I was impressed by the engagement from the students and the thought-provoking questions they asked me! It was an excellent opportunity to reach out to such an international audience to explain #UK #apprenticeships as it’s the first time many of them had come across such an initiative. Thank you for inviting me yet again, Lujia Feng!

Student representatives of the MSc HRM (ID) Programme also gave positive feedback and reflection on their experience of the lecture.

Pacharapong Kumjumpa from MSc HRM (ID) reflected on the session that:

I find the sessions from our guest speakers practical, informative and inspiring. They gave us a comprehensive picture to effectively promote employee well-being. At IBM, they cherish diversity in various aspects such as age, gender, educational and occupational background because of the value in the real capability of employees as human beings. What draws my attention the most is how IBM positions itself as a future-oriented company. In other words, they have never stopped improving and embracing their priceless workforce. The apprenticeship programme that Kash introduced to us is very interesting and applicable to the HR concepts we learned from the modules. However, to have more time in these lectures would be great and even more beneficial to us. I want to thank you, Lujia and our guest speakers for these opportunities. I will also highly recommend them to other students and apply what I learned in the future.

Chenxi Guo from MSc HRM (ID) gave this feedback:

This lecture gave a clear introduction to IBM, and I am sure that no one would not be interested in IBM and would not like to work for them after this lecture. At the same time, it will be an inspiration for our recruitment process. It was a comprehensive presentation on both sides: the dos and don’ts. IBM set an example for our future recruitment efforts. It not only did not discriminate against candidates for their previous unrelated work but also inspired the criteria we measured candidates move from present-day capabilities to future potential. All the managers involved in recruitment should take IBM as an example and reflect on their recruitment criteria and screening practices and thus make improvements.

After the session of IBM, we knew the current challenges faced by IBM. By understanding IBM’s recruitment and selection mechanism regarding apprenticeship, we were inspired to think about how to develop recruitment and selection criteria for diverse talent in the future. It is really good to know the impact, not only in the business but also the social aspect, that they made from the apprenticeship programme. Their vision and process to get there have been valuable learning for me to think on the relevant approach for talent hiring in my future organisation. Thank you for sharing ideas and insight on the session.

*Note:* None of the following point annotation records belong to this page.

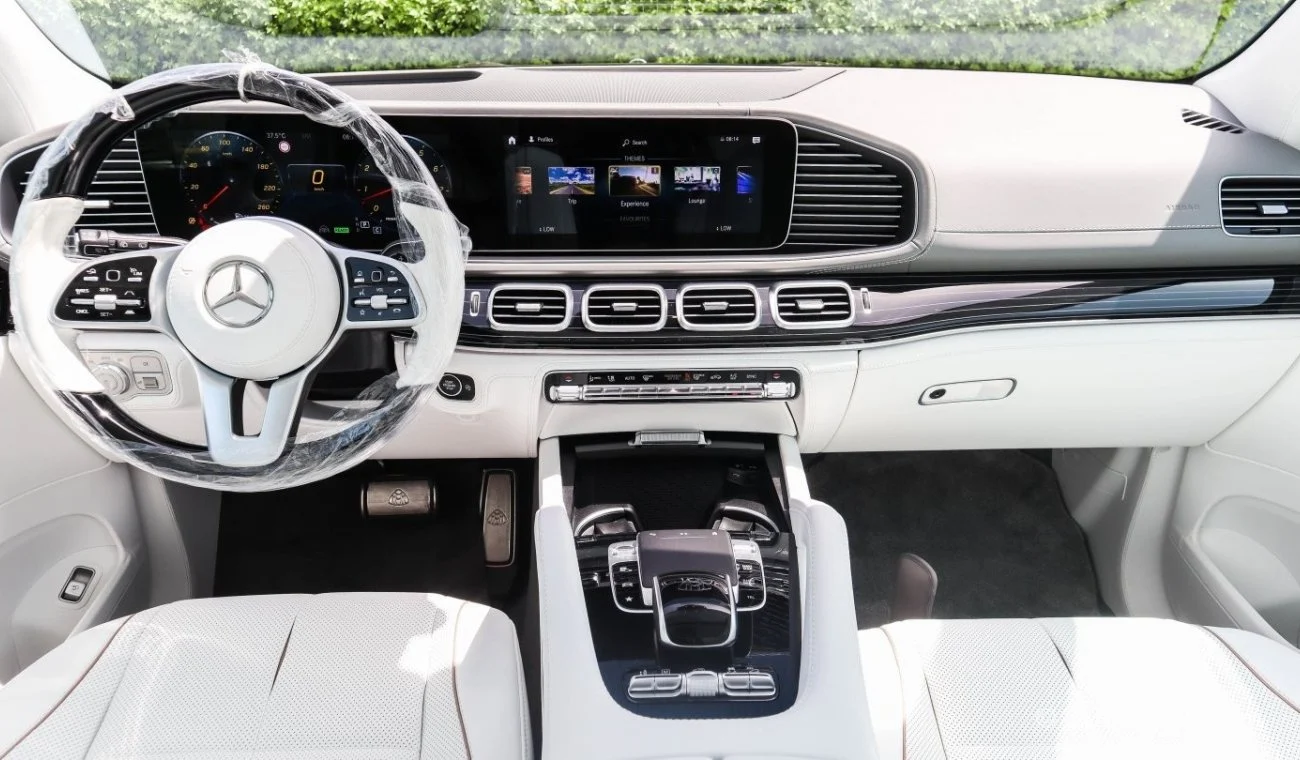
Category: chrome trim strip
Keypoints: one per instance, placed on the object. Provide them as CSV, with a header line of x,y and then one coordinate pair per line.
x,y
628,352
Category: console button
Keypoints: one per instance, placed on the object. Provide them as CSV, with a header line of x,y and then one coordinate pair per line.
x,y
702,684
762,685
458,387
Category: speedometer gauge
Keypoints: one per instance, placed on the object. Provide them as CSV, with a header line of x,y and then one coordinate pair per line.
x,y
375,194
226,176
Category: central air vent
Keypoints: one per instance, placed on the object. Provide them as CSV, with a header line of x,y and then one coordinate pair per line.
x,y
117,199
531,308
1260,205
1210,122
806,305
718,307
849,196
624,308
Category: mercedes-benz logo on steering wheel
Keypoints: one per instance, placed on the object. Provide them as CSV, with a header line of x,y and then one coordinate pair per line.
x,y
238,294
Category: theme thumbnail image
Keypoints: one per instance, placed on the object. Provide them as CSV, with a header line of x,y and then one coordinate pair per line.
x,y
697,178
635,179
571,179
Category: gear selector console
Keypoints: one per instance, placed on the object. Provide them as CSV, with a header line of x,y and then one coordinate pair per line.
x,y
693,603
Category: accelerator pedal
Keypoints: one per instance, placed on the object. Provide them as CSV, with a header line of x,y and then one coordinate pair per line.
x,y
497,507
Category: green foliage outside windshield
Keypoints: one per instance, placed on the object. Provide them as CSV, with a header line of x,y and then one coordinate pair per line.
x,y
1145,39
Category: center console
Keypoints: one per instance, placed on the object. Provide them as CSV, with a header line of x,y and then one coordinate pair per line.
x,y
689,573
693,602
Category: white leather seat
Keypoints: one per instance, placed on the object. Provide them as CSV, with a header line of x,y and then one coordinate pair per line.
x,y
1079,689
375,676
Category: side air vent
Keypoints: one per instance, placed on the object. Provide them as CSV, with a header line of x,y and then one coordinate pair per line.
x,y
531,308
117,199
849,196
718,307
1260,205
624,308
807,305
1210,122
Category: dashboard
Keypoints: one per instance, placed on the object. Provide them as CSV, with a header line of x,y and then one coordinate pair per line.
x,y
520,185
865,229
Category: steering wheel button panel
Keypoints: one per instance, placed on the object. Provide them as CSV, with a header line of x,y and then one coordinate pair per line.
x,y
109,291
378,292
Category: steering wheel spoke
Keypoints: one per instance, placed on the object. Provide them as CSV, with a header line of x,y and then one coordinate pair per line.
x,y
122,291
224,417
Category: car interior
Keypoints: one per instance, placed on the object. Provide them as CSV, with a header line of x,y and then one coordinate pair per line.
x,y
648,409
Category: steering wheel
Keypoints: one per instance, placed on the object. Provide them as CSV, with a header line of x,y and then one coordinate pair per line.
x,y
252,300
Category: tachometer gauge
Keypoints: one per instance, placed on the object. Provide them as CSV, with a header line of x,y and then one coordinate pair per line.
x,y
376,196
226,176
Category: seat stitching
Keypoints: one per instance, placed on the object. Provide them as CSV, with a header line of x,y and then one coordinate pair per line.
x,y
455,680
1060,654
69,693
930,696
1248,667
117,687
902,695
424,693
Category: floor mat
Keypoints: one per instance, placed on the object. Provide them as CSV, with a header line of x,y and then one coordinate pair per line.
x,y
313,539
991,522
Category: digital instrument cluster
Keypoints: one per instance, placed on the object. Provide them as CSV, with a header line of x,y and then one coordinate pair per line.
x,y
520,185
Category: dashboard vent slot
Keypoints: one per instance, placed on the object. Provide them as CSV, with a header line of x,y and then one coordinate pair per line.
x,y
718,307
1210,122
531,308
624,308
117,199
805,305
849,196
1260,205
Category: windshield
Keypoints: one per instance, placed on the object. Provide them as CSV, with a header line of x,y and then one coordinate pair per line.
x,y
1140,39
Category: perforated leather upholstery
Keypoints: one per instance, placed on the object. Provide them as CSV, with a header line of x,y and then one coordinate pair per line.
x,y
1079,689
391,676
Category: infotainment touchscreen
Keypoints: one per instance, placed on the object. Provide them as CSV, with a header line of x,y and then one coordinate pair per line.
x,y
649,183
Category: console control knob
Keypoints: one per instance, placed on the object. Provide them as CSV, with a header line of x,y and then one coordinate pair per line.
x,y
112,377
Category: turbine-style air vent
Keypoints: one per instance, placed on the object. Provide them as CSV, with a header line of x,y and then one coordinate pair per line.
x,y
849,196
624,308
1260,205
806,305
1210,122
117,199
718,307
531,308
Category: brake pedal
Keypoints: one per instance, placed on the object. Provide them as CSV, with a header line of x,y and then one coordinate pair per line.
x,y
915,589
398,498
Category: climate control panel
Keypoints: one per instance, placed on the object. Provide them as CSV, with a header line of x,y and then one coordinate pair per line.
x,y
693,385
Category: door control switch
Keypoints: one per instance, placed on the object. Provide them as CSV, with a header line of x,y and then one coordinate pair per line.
x,y
77,585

Again to our colleague Kashif Taj, many thanks for the great lecture. We are happy to have been able to work together with you for the past three years. Your session on IBM is the most popular topic, which our students choose to write their assignments about. This year, the students again enjoyed the presentation. They appreciated your efforts, especially on the HR issues, including diversity management, equity and the classic debate between ‘academic degree’ and ‘fitness for the organisations’. We look forward to our further cooperation in the future!

Note: This article gives the views of the author/academic featured and does not represent the views of the Global Development Institute as a whole.